# Carving lures?



## TIGGER (Jan 17, 2006)

Does anybody carve any of their baits? I am trying one right now. It is my first. They are alot of work. I put my first coat of epoxy on and was depressed how the detail fills in. I might try posting some pics later. Phase 2 tonight. 
John


----------



## vc1111 (Apr 13, 2004)

You've seen that I carve some of mine. It might be interesting to share methods on this thread. What do ya thinK?


----------



## TIGGER (Jan 17, 2006)

Well I gave it a try. I have mixed fellings about all the work in detail and then putting heavy epoxy over it and loosing some of the details.

Here it is before paint and after sealing










Here it is before first epoxy coat. Painted and set the eyes










Final head pic and bait. Lost alot of the detail I think. I'll see what it looks like in the daylight.
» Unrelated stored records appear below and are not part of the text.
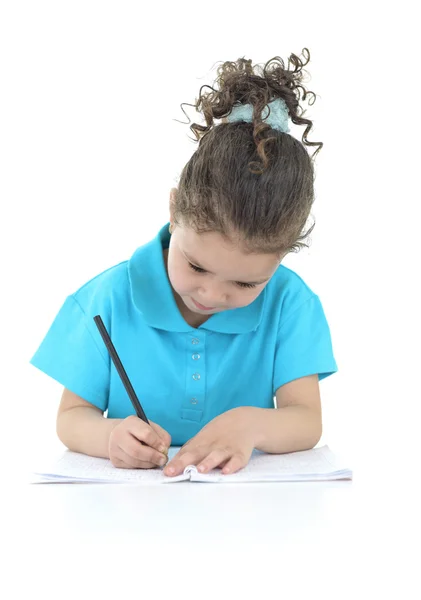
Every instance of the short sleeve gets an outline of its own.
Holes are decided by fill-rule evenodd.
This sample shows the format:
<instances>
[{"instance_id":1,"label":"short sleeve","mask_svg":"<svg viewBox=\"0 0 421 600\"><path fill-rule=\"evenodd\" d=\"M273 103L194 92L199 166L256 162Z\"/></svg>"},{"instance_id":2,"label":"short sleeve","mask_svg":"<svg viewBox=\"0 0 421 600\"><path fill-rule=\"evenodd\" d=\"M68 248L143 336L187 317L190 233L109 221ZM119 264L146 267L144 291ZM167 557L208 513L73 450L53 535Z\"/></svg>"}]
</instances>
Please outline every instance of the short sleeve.
<instances>
[{"instance_id":1,"label":"short sleeve","mask_svg":"<svg viewBox=\"0 0 421 600\"><path fill-rule=\"evenodd\" d=\"M69 296L30 363L105 411L108 407L110 362L105 344L96 330L94 316L87 314L74 296ZM101 318L107 327L102 314Z\"/></svg>"},{"instance_id":2,"label":"short sleeve","mask_svg":"<svg viewBox=\"0 0 421 600\"><path fill-rule=\"evenodd\" d=\"M318 374L320 381L337 370L329 325L318 296L312 295L280 323L273 393L294 379Z\"/></svg>"}]
</instances>

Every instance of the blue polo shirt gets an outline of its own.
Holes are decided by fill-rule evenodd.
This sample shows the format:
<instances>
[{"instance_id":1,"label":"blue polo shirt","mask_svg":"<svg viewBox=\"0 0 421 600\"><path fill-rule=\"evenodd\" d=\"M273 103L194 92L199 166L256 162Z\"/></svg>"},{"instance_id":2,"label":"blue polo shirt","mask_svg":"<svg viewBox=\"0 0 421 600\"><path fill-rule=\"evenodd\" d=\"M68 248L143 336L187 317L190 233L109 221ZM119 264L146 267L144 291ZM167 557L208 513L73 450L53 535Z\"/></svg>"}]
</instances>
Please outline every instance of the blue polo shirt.
<instances>
[{"instance_id":1,"label":"blue polo shirt","mask_svg":"<svg viewBox=\"0 0 421 600\"><path fill-rule=\"evenodd\" d=\"M318 296L283 265L248 306L198 328L186 323L164 264L168 225L66 298L32 365L109 418L135 414L94 322L100 315L146 416L173 445L231 408L273 408L293 379L337 371Z\"/></svg>"}]
</instances>

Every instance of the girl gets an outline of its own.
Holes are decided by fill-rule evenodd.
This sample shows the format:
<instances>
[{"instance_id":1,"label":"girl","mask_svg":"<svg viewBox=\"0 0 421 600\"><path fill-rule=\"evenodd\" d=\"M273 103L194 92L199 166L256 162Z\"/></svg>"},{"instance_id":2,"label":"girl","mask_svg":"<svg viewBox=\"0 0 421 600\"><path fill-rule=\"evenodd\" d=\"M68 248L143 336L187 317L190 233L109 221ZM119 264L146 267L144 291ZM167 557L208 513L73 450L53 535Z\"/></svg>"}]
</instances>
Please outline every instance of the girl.
<instances>
[{"instance_id":1,"label":"girl","mask_svg":"<svg viewBox=\"0 0 421 600\"><path fill-rule=\"evenodd\" d=\"M194 105L206 126L190 127L199 144L171 190L170 222L65 300L31 363L64 386L57 434L69 449L148 469L183 446L164 469L172 476L189 464L233 473L254 448L319 441L319 381L337 370L329 326L318 296L281 265L314 227L304 232L322 144L299 116L303 54L291 54L292 70L279 57L218 68ZM312 158L289 119L307 125ZM97 314L150 425L134 415Z\"/></svg>"}]
</instances>

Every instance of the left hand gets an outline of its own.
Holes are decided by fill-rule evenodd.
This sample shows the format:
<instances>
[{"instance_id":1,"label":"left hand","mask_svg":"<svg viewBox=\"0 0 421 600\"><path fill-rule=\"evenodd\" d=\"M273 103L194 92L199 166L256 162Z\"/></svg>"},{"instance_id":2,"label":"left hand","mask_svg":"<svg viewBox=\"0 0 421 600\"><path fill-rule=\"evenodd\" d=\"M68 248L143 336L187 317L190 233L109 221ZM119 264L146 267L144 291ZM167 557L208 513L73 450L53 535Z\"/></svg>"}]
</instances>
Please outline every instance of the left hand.
<instances>
[{"instance_id":1,"label":"left hand","mask_svg":"<svg viewBox=\"0 0 421 600\"><path fill-rule=\"evenodd\" d=\"M180 475L188 465L196 465L200 473L221 467L224 474L245 467L257 443L257 411L240 406L210 421L165 466L164 474Z\"/></svg>"}]
</instances>

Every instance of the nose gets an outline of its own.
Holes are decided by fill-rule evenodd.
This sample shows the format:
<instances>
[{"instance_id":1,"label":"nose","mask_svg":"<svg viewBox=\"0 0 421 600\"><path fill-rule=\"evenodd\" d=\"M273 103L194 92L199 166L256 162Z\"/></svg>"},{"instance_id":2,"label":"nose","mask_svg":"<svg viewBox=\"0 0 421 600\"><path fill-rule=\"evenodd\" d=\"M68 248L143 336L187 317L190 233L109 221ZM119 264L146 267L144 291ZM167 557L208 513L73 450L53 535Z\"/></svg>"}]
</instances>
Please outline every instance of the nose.
<instances>
[{"instance_id":1,"label":"nose","mask_svg":"<svg viewBox=\"0 0 421 600\"><path fill-rule=\"evenodd\" d=\"M203 290L198 301L200 304L203 304L203 306L215 308L224 306L227 303L227 295L224 292L218 292L217 290Z\"/></svg>"}]
</instances>

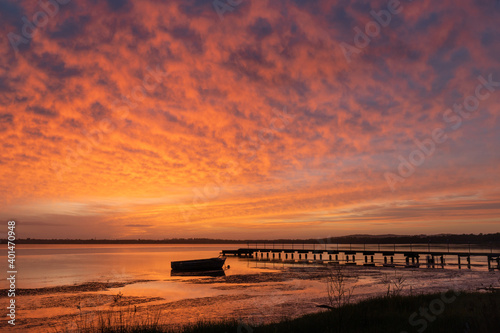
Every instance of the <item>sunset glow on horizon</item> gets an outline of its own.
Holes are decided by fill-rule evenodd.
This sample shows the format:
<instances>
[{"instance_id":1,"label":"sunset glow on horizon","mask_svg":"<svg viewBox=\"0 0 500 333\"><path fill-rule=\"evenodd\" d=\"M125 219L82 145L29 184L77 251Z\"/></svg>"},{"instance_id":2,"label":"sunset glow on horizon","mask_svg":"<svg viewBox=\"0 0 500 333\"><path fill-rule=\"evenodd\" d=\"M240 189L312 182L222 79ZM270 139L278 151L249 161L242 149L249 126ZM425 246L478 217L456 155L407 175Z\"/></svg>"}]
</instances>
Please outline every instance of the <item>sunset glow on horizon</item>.
<instances>
[{"instance_id":1,"label":"sunset glow on horizon","mask_svg":"<svg viewBox=\"0 0 500 333\"><path fill-rule=\"evenodd\" d=\"M500 231L498 1L54 3L0 1L18 237Z\"/></svg>"}]
</instances>

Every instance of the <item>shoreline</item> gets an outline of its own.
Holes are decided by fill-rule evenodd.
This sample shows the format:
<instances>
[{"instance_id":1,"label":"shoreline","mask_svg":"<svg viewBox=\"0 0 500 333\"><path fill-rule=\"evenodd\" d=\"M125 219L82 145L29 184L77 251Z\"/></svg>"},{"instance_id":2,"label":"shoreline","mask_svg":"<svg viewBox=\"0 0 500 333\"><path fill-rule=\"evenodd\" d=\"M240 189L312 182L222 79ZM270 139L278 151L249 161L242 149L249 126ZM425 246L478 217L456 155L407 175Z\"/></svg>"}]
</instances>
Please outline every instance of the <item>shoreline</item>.
<instances>
[{"instance_id":1,"label":"shoreline","mask_svg":"<svg viewBox=\"0 0 500 333\"><path fill-rule=\"evenodd\" d=\"M19 308L19 327L30 332L44 332L52 326L69 329L67 325L82 318L91 320L97 313L112 316L131 309L136 318L142 319L160 311L169 318L169 324L176 327L200 320L236 318L252 325L270 324L282 318L283 313L293 319L323 311L317 306L327 304L325 278L329 272L327 267L288 267L222 277L97 281L19 289L19 303L31 304ZM475 292L490 285L500 286L498 272L474 270L349 266L345 268L345 275L356 284L354 303L383 296L387 288L384 281L399 276L406 279L403 295L449 289ZM165 290L171 284L189 293L186 297L171 298L169 290ZM163 294L157 294L158 291Z\"/></svg>"}]
</instances>

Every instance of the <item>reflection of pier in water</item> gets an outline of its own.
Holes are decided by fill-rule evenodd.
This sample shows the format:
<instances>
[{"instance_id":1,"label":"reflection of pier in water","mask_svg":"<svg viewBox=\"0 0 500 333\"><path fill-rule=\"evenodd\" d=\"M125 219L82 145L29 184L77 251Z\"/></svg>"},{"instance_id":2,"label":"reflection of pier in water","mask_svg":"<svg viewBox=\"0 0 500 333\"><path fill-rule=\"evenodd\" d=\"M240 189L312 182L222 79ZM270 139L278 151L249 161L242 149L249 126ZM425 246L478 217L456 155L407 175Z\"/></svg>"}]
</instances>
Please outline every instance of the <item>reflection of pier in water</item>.
<instances>
[{"instance_id":1,"label":"reflection of pier in water","mask_svg":"<svg viewBox=\"0 0 500 333\"><path fill-rule=\"evenodd\" d=\"M269 244L268 244L269 245ZM278 248L280 247L281 248ZM306 249L302 245L301 249L285 248L284 244L277 246L273 244L273 248L263 247L248 247L237 250L222 250L225 256L238 256L243 258L253 258L257 261L271 261L282 263L312 263L312 264L345 264L364 266L385 266L385 267L427 267L427 268L444 268L445 266L458 266L471 269L472 266L488 266L489 270L500 270L500 252L471 251L470 246L468 251L450 251L449 246L443 246L438 250L431 250L430 245L427 249L414 248L412 245L401 246L403 249L397 249L396 245L391 246L391 249L381 249L377 244L364 244L363 249ZM289 247L290 244L287 244ZM409 248L408 248L409 247ZM396 258L403 259L396 260ZM456 258L455 263L447 262L450 259ZM471 262L471 258L475 260ZM478 263L480 259L486 259L486 263Z\"/></svg>"}]
</instances>

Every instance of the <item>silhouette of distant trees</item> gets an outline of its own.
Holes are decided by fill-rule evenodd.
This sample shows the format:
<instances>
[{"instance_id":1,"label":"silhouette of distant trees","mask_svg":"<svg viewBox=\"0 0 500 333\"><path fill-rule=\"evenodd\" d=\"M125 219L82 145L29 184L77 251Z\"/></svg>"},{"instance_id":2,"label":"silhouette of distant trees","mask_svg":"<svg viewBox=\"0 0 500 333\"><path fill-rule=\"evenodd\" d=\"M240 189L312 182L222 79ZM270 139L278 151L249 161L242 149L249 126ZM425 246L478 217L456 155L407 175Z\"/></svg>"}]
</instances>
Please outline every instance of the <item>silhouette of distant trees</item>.
<instances>
[{"instance_id":1,"label":"silhouette of distant trees","mask_svg":"<svg viewBox=\"0 0 500 333\"><path fill-rule=\"evenodd\" d=\"M0 243L5 243L1 240ZM169 238L169 239L18 239L17 244L492 244L500 245L500 232L495 234L440 234L440 235L350 235L310 239L216 239L216 238Z\"/></svg>"}]
</instances>

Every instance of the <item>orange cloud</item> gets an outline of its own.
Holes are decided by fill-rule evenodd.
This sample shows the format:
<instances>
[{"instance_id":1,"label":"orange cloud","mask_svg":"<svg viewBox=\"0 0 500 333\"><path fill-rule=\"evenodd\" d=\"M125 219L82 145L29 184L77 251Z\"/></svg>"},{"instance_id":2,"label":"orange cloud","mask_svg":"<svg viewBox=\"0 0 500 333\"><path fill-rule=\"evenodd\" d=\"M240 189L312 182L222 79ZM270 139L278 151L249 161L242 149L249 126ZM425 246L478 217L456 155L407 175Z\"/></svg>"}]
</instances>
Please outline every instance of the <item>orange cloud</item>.
<instances>
[{"instance_id":1,"label":"orange cloud","mask_svg":"<svg viewBox=\"0 0 500 333\"><path fill-rule=\"evenodd\" d=\"M15 51L3 1L0 217L26 237L316 237L493 232L500 81L493 3L72 1ZM415 140L449 139L397 190Z\"/></svg>"}]
</instances>

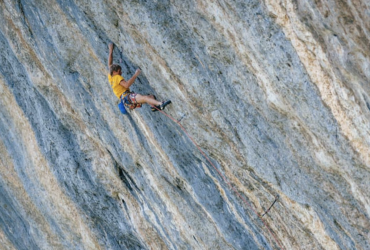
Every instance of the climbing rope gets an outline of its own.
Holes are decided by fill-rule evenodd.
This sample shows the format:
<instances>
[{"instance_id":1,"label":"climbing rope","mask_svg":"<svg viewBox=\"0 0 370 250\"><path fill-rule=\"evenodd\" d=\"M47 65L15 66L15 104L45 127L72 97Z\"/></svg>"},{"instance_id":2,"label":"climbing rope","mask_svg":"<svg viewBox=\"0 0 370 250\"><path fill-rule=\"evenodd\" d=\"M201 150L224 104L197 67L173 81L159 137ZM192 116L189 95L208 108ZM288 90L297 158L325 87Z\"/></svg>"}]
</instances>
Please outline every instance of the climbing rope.
<instances>
[{"instance_id":1,"label":"climbing rope","mask_svg":"<svg viewBox=\"0 0 370 250\"><path fill-rule=\"evenodd\" d=\"M173 118L172 116L170 116L169 114L167 114L166 112L164 112L163 110L160 110L159 108L157 108L156 106L152 106L154 107L155 109L157 109L158 111L160 111L162 114L164 114L165 116L167 116L168 118L170 118L172 121L174 121L175 123L177 123L180 128L182 129L182 131L184 131L184 133L186 134L186 136L193 142L193 144L198 148L199 152L204 156L204 158L211 164L211 166L217 171L217 173L221 176L221 178L224 180L224 182L230 187L231 190L234 191L234 193L258 216L258 218L260 218L260 220L262 221L263 225L267 228L268 232L270 233L270 235L274 238L275 240L275 243L280 247L280 249L285 249L284 247L282 247L282 245L279 243L279 241L277 240L275 234L271 231L271 229L268 227L267 223L265 222L265 220L262 218L262 216L252 207L252 205L238 192L238 190L236 190L232 185L231 183L226 179L226 177L216 168L216 166L212 163L212 161L207 157L207 155L203 152L203 150L198 146L198 144L195 142L195 140L189 135L188 131L182 126L182 124L180 123L181 119L180 120L176 120L175 118ZM276 202L276 199L274 201L274 203ZM273 204L274 204L273 203ZM272 205L273 205L272 204ZM271 207L272 207L271 205ZM268 209L270 210L271 207ZM268 211L267 211L268 212ZM266 213L265 213L266 214ZM263 214L263 215L265 215Z\"/></svg>"}]
</instances>

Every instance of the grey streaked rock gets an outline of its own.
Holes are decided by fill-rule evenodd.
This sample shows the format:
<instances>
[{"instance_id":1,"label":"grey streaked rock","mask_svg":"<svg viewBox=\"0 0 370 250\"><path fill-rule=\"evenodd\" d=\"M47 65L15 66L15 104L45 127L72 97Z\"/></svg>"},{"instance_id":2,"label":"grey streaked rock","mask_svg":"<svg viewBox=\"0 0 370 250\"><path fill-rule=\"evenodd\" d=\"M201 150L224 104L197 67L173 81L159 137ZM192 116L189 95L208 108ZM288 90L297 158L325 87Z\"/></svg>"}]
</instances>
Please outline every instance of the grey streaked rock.
<instances>
[{"instance_id":1,"label":"grey streaked rock","mask_svg":"<svg viewBox=\"0 0 370 250\"><path fill-rule=\"evenodd\" d=\"M0 1L1 248L370 249L369 9Z\"/></svg>"}]
</instances>

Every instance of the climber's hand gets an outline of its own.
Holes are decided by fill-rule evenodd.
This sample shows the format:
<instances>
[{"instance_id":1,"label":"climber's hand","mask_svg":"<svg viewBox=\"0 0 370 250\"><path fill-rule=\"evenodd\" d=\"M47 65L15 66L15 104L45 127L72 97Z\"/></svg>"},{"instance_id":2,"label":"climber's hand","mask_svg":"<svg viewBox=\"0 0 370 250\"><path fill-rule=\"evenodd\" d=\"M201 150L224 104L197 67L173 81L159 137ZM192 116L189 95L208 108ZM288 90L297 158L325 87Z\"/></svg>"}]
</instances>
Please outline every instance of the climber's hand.
<instances>
[{"instance_id":1,"label":"climber's hand","mask_svg":"<svg viewBox=\"0 0 370 250\"><path fill-rule=\"evenodd\" d=\"M110 52L112 52L112 51L113 51L113 49L114 49L114 44L113 44L113 43L110 43L110 44L108 45L108 47L109 47L109 51L110 51Z\"/></svg>"}]
</instances>

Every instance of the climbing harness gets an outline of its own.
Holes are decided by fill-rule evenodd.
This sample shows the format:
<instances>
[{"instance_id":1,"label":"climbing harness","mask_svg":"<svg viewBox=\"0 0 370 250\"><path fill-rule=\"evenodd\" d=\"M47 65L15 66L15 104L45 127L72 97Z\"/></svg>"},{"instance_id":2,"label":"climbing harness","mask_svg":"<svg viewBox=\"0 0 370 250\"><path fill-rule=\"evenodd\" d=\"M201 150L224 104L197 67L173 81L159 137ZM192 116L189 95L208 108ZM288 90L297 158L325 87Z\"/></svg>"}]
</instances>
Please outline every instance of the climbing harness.
<instances>
[{"instance_id":1,"label":"climbing harness","mask_svg":"<svg viewBox=\"0 0 370 250\"><path fill-rule=\"evenodd\" d=\"M118 108L122 114L127 114L127 109L129 111L134 110L136 108L141 108L141 103L136 101L136 93L126 91L120 97L120 102L118 103Z\"/></svg>"},{"instance_id":2,"label":"climbing harness","mask_svg":"<svg viewBox=\"0 0 370 250\"><path fill-rule=\"evenodd\" d=\"M142 106L141 103L137 102L136 95L137 94L135 92L130 92L128 90L121 95L121 102L123 102L125 107L130 111L136 108L141 108Z\"/></svg>"},{"instance_id":3,"label":"climbing harness","mask_svg":"<svg viewBox=\"0 0 370 250\"><path fill-rule=\"evenodd\" d=\"M198 144L195 142L195 140L189 135L189 133L187 132L187 130L182 126L182 124L180 123L181 119L180 120L176 120L175 118L173 118L172 116L170 116L169 114L167 114L166 112L164 112L163 110L160 110L158 109L156 106L152 106L152 108L155 108L157 109L159 112L161 112L162 114L164 114L165 116L167 116L168 118L170 118L172 121L174 121L175 123L177 123L180 128L182 129L182 131L184 131L184 133L186 134L186 136L193 142L193 144L198 148L199 152L204 156L204 158L211 164L211 166L216 170L216 172L220 175L220 177L224 180L224 182L230 187L231 190L234 191L234 193L257 215L257 217L262 221L263 225L267 228L269 234L273 237L275 243L280 247L280 249L285 249L284 247L282 247L282 245L280 244L280 242L277 240L275 234L271 231L271 229L268 227L267 223L265 222L265 220L262 218L262 216L264 215L260 215L253 207L252 205L238 192L238 190L236 190L232 185L231 183L226 179L226 177L216 168L216 166L212 163L212 161L207 157L207 155L203 152L203 150L198 146ZM279 196L277 196L278 198ZM270 208L267 210L267 212L271 209L271 207L275 204L275 202L277 201L277 198L275 199L274 203L270 206ZM266 212L265 212L266 214Z\"/></svg>"}]
</instances>

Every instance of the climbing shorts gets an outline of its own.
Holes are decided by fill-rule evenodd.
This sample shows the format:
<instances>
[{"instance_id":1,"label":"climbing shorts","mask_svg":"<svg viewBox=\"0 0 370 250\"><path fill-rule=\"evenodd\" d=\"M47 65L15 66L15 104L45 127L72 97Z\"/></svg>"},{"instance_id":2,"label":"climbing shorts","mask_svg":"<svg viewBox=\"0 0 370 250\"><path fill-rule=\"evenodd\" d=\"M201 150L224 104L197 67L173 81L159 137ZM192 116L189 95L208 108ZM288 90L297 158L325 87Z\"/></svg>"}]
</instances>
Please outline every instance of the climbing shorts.
<instances>
[{"instance_id":1,"label":"climbing shorts","mask_svg":"<svg viewBox=\"0 0 370 250\"><path fill-rule=\"evenodd\" d=\"M125 97L123 97L126 94ZM130 110L136 109L136 108L141 108L141 103L138 103L136 101L136 96L137 94L134 92L130 92L128 95L127 93L123 93L121 96L121 99L123 98L123 103L125 104L126 107L128 107Z\"/></svg>"}]
</instances>

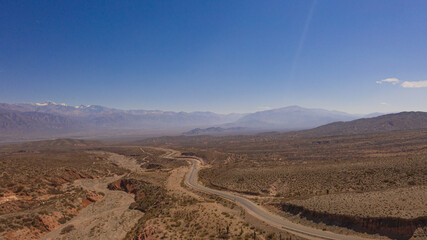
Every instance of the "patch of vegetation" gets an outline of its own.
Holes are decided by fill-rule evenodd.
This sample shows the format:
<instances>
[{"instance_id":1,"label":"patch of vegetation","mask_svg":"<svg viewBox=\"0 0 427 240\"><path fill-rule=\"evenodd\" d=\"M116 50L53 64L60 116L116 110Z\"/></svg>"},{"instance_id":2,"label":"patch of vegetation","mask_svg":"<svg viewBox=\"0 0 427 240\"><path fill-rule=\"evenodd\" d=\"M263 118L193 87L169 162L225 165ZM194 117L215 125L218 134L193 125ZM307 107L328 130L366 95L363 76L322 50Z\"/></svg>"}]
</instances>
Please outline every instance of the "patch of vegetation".
<instances>
[{"instance_id":1,"label":"patch of vegetation","mask_svg":"<svg viewBox=\"0 0 427 240\"><path fill-rule=\"evenodd\" d=\"M67 234L67 233L69 233L69 232L71 232L71 231L73 231L73 230L75 230L76 228L74 227L74 225L72 225L72 224L70 224L70 225L68 225L68 226L66 226L66 227L64 227L62 230L61 230L61 235L64 235L64 234Z\"/></svg>"}]
</instances>

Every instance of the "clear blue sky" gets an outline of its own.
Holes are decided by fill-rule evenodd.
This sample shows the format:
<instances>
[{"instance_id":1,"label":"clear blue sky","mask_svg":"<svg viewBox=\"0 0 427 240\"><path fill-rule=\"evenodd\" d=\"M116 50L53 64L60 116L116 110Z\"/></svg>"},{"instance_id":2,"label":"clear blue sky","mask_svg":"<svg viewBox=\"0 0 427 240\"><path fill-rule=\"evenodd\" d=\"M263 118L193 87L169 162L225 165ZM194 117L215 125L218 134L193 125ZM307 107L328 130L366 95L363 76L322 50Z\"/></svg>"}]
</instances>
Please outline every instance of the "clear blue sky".
<instances>
[{"instance_id":1,"label":"clear blue sky","mask_svg":"<svg viewBox=\"0 0 427 240\"><path fill-rule=\"evenodd\" d=\"M0 1L0 102L427 111L426 81L424 0Z\"/></svg>"}]
</instances>

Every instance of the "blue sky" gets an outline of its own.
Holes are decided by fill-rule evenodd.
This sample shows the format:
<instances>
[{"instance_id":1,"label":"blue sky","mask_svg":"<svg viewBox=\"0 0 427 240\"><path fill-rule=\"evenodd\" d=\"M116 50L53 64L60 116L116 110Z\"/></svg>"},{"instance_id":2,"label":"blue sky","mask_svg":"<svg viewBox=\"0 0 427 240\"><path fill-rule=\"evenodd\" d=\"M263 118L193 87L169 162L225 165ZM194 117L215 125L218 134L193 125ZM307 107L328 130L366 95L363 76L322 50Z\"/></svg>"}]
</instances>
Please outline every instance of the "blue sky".
<instances>
[{"instance_id":1,"label":"blue sky","mask_svg":"<svg viewBox=\"0 0 427 240\"><path fill-rule=\"evenodd\" d=\"M0 102L427 111L426 12L403 0L1 1Z\"/></svg>"}]
</instances>

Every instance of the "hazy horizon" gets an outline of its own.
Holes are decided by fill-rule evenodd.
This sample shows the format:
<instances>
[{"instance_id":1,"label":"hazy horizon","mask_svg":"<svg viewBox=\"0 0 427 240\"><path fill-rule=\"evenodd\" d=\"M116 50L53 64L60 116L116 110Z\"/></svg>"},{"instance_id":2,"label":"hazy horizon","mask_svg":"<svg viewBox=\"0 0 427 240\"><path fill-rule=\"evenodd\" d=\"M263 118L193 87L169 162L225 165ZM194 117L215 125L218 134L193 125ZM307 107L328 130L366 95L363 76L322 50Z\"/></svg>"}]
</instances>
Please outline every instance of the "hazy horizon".
<instances>
[{"instance_id":1,"label":"hazy horizon","mask_svg":"<svg viewBox=\"0 0 427 240\"><path fill-rule=\"evenodd\" d=\"M277 108L271 108L271 107L258 107L257 110L253 111L253 112L214 112L214 111L209 111L209 110L195 110L195 111L183 111L183 110L166 110L166 109L143 109L143 108L116 108L116 107L111 107L111 106L105 106L105 105L98 105L98 104L81 104L81 105L70 105L64 102L54 102L54 101L44 101L44 102L16 102L16 103L10 103L10 102L0 102L0 103L6 103L6 104L35 104L35 105L40 105L40 106L45 106L45 104L51 103L51 104L56 104L56 105L64 105L64 106L68 106L68 107L79 107L79 106L85 106L85 107L89 107L89 106L101 106L101 107L106 107L106 108L111 108L111 109L117 109L117 110L124 110L124 111L132 111L132 110L147 110L147 111L164 111L164 112L187 112L187 113L194 113L194 112L212 112L212 113L216 113L216 114L250 114L250 113L255 113L255 112L262 112L262 111L267 111L267 110L275 110L275 109L281 109L281 108L289 108L289 107L301 107L304 109L319 109L319 110L327 110L327 111L337 111L337 112L342 112L342 113L348 113L348 114L352 114L352 115L368 115L368 114L372 114L372 113L383 113L383 114L389 114L389 113L394 113L394 112L368 112L368 113L351 113L351 112L347 112L347 111L342 111L342 110L336 110L336 109L328 109L328 108L314 108L314 107L306 107L306 106L300 106L300 105L287 105L287 106L281 106L281 107L277 107ZM406 110L408 111L408 110ZM417 111L417 110L414 110ZM404 112L404 111L402 111Z\"/></svg>"},{"instance_id":2,"label":"hazy horizon","mask_svg":"<svg viewBox=\"0 0 427 240\"><path fill-rule=\"evenodd\" d=\"M0 102L427 111L425 1L1 6Z\"/></svg>"}]
</instances>

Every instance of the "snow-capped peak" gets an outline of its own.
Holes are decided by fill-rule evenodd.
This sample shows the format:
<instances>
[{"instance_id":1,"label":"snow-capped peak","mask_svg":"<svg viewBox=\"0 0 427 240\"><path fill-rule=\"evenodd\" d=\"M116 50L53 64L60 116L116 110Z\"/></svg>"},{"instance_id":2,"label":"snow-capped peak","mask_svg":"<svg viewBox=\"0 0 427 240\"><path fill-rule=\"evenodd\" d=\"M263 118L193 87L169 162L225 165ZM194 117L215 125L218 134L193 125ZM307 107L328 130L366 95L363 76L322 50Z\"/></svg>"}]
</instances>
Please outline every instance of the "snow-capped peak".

I did all the carving with a dremmel tool. Would that still be carving!  

John


----------



## BigDaddy300 (Nov 1, 2004)

Wow!!!!!!!!!!


----------



## liquidsoap (Oct 22, 2005)

Excellent man!!
Looks like it belongs on the trophy shelf instead of being in the water!


----------



## eyesman_01 (Jan 4, 2007)

It's still a beautiful piece of work. Don't be *TOO* hard on yourself.


----------



## lazy (Apr 10, 2004)

While it appears you did lose some detail it is still a beautiful piece of work, very life like.

Dallas


----------